Die Wiener Kaffee Satire für alle Deutschen, die Wien & seine Alltagskultur verstehen möchten – und alle Wienerinnen, denen es mit den Deutschen und ihren Eigenheiten genauso geht.

Ausgehend vom Thema Kaffee finden Deutsche in diesem kompakten Werk alle relevanten Tipps, um in Wien nicht sofort unten durch zu sein. LeserInnen, die bereits in alle Fettnäpfen getreten sind, wissen nach der Lektüre zumindest, warum sie die ganze Zeit den Eindruck hatten, irgendwie nicht weiterzukommen.

Rund um das kulturelle Heiligtum Kaffee – bei dem bereits die Aussprache die (deutsche) Spreu vom (österreichischen) Weizen trennt – werden die interkulturellen Fallen aufgezeigt, die Wien für (uns) Deutsche bereit hält.

Als in Wien geborene und in Deutschland aufgewachsene „Austrogermanin“ (O-Ton österr. Lebensgefährte von Barbara Roth) hat Barbara Roth mehrere Jahre im Selbstversuch Marktforschung in der Wiener Business Szene getrieben.

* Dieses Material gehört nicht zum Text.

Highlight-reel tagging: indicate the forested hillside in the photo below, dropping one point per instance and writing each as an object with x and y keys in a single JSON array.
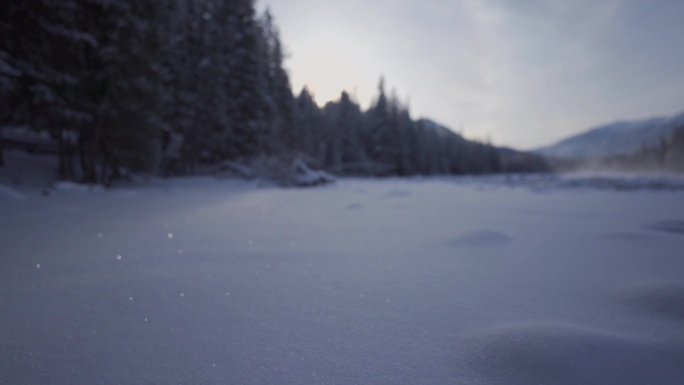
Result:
[{"x": 175, "y": 87}]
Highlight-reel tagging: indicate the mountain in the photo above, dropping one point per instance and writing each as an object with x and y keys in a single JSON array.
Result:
[{"x": 619, "y": 138}]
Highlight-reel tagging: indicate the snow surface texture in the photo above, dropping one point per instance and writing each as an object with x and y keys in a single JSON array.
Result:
[{"x": 200, "y": 281}]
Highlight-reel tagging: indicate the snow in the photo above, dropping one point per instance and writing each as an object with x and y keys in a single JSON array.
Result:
[{"x": 497, "y": 280}]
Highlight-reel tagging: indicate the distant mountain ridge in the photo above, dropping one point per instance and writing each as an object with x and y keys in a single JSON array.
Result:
[{"x": 614, "y": 139}]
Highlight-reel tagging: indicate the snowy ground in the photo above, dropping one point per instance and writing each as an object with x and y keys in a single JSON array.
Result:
[{"x": 469, "y": 281}]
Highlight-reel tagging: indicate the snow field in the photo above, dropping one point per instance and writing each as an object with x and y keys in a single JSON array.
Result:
[{"x": 375, "y": 282}]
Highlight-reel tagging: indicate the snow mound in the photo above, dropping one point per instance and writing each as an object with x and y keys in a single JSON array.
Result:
[
  {"x": 570, "y": 355},
  {"x": 676, "y": 227},
  {"x": 397, "y": 193},
  {"x": 11, "y": 194},
  {"x": 481, "y": 238},
  {"x": 661, "y": 299},
  {"x": 67, "y": 186}
]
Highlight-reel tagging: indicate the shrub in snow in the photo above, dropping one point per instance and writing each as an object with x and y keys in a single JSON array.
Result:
[
  {"x": 230, "y": 168},
  {"x": 295, "y": 173}
]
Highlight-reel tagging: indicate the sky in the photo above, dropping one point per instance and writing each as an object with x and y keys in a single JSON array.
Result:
[{"x": 521, "y": 73}]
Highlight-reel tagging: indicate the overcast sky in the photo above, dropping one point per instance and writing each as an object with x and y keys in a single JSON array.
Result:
[{"x": 524, "y": 73}]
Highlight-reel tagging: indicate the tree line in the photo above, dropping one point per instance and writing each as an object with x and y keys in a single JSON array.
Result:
[{"x": 177, "y": 86}]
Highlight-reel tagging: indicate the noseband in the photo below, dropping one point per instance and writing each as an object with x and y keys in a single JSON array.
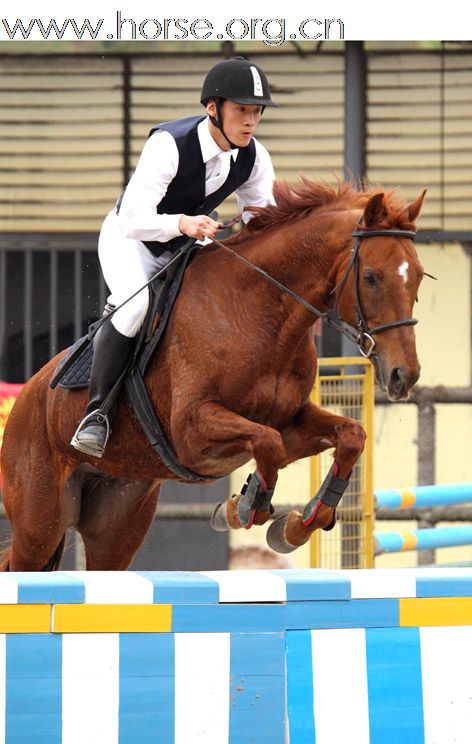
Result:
[{"x": 360, "y": 334}]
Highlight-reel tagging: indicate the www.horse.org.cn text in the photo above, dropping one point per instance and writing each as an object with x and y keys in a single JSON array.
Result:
[{"x": 271, "y": 31}]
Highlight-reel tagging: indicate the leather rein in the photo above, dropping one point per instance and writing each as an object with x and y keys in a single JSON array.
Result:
[{"x": 360, "y": 334}]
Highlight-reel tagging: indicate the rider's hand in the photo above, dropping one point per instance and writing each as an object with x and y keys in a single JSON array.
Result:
[{"x": 198, "y": 227}]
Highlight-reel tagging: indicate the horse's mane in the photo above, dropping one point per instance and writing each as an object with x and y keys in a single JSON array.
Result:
[{"x": 294, "y": 201}]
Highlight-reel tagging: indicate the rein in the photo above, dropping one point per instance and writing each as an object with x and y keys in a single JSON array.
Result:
[{"x": 361, "y": 335}]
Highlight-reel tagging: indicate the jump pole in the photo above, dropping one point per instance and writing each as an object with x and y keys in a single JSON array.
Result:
[{"x": 237, "y": 657}]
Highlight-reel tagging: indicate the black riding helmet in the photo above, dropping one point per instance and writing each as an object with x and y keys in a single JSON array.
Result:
[{"x": 239, "y": 81}]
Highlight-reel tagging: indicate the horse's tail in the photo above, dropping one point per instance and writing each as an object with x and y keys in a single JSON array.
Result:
[{"x": 52, "y": 564}]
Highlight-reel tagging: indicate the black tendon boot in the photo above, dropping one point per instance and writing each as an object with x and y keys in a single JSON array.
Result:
[{"x": 111, "y": 354}]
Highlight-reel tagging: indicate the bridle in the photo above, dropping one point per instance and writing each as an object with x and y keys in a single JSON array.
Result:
[{"x": 360, "y": 334}]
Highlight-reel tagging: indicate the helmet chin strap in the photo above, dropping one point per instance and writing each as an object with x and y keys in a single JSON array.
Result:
[{"x": 218, "y": 123}]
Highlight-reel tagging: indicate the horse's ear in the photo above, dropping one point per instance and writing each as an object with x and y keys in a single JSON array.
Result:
[
  {"x": 415, "y": 208},
  {"x": 375, "y": 210}
]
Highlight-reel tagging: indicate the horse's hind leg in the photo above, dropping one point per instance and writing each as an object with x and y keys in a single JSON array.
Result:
[
  {"x": 115, "y": 517},
  {"x": 35, "y": 506},
  {"x": 314, "y": 431}
]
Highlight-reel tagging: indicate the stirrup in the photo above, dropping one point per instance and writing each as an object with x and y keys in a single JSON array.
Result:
[{"x": 91, "y": 447}]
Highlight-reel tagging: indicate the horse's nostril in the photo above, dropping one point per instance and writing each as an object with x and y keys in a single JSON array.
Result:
[{"x": 397, "y": 378}]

Daher weiß sie um die linguistischen Abgründe, die sich angesichts von unklaren, d.h. typisch Wiener Formulierungen wie „Schau’n ma mal!“, „Da mach‘ ma was!“ und „Telefonier‘ ma uns zusammen!“ bei Deutschen auftun.

Inzwischen hat sie den Wiener Kaffee Code entschlüsselt – und an dieser Stelle gleich der erste Tipp: Ohne Kaffee trinken werden Sie in Wien nie Geschäfte machen.

(Barbara Roth hat hier bereits Geschäftsanbahnungen innerhalb von Sekunden scheitern sehen, weil die eingeflogenen Deutschen auf die Frage „Hätten die Herren gerne einen Kaffée?“ mit dem interkulturell inkompatiblen Satz: „Nee, danke, ham im Flieger schon ’n Káffee gehabt.“ geantwortet haben.)

Ob Sie als TouristIn, StudentIn oder mit geschäftlichen Absichten nach Wien kommen, seien Sie darauf gefasst, dass diese Stadt nur auf den ersten Blick einen harmlos-gemütlichen Eindruck macht. In Wirklichkeit besteht das Wiener Pflaster aus lauter Fettnäpfchen, die gerade für (uns) Deutsche besonders schwer erkennbar sind. Entsprechend tappen wir ununterbrochen hinein – zur geheimen Freude der WienerInnen.

Nach der Lektüre der Wiener Kaffee Satire wissen deutsche LeserInnen, was wir aus Wiener Sicht falsch machen und warum wir uns damit so unbeliebt machen. Außerdem erfahren Sie, wie Sie gerade beim Thema Kaffee subtil aber nachhaltig bei den WienerInnen punkten können. Wiener LeserInnen wiederum ermöglicht das Buch einen Einblick in die deutsche Seele – und warum die sich bei uns in Wien manchmal so komisch benehmen.